Tell us about market penetration. What is your Market Penetration rate?
When a truly savvy investor takes a look at your business he/she does so with an eye on the future. That forward-looking mentality is key when taking a look at the potential of the business being acquired, especially when synergies are valued and included in the company valuation. Here are some further follow-on questions:
Know growth opportunities and be prepared to sell the buyer on what part of the industry could be further exploited. In short, sell them the hockey stick.
Name the critical members of your staff.
When you eventually leave the company, the investors will want to have all tacit knowledge transferred to the successor. This means personnel and the like. Key members of your team that hold knowledge requisite for the successful continuation and management of your company will need to be explicitly discussed. Who has what authority and understanding a particular business function and what incentives may potentially be needed to keep them aboard after the deal closes? Without knowing this information, an acquirer could get very skittish very quickly.

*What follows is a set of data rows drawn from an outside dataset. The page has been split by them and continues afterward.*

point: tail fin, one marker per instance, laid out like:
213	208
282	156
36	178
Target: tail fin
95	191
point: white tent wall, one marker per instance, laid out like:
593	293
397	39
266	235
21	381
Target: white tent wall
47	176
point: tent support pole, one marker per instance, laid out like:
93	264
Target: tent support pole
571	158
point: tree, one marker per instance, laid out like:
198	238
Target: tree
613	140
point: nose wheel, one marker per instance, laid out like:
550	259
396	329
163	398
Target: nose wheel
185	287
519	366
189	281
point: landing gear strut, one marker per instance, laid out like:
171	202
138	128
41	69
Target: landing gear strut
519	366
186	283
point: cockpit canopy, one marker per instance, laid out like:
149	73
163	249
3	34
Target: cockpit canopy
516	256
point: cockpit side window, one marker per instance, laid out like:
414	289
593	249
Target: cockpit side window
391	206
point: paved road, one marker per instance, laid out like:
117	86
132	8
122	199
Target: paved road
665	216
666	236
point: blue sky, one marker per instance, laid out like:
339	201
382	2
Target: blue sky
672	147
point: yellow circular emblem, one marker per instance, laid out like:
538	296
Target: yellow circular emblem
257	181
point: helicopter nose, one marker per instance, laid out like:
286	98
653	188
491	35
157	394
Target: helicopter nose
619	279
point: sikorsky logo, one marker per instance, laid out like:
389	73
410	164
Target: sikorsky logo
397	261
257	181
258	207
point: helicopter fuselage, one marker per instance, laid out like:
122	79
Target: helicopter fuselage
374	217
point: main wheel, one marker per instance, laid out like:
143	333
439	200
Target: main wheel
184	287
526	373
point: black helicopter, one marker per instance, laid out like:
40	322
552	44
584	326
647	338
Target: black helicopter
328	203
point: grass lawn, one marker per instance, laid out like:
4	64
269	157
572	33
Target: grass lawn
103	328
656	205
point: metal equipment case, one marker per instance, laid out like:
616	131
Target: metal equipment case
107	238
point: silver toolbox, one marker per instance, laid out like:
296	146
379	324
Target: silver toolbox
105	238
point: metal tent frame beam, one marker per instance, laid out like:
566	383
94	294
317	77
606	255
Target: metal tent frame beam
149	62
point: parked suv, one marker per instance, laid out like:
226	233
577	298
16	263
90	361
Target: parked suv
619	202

Tell us about your value-proposition.
Who buys what you sell? What do they buy it for? What are your costs? How do you differentiate yourself from the competition? What other factors make you unique and are there any natural customer switching costs built-in to your product or service?
Every business has a value-proposition–that place where they either do it better or differently enough that keeps the customers coming back. Find where yours is and you will not only acquire and keep the customer, but your business will have investors salivating when it comes time to sell.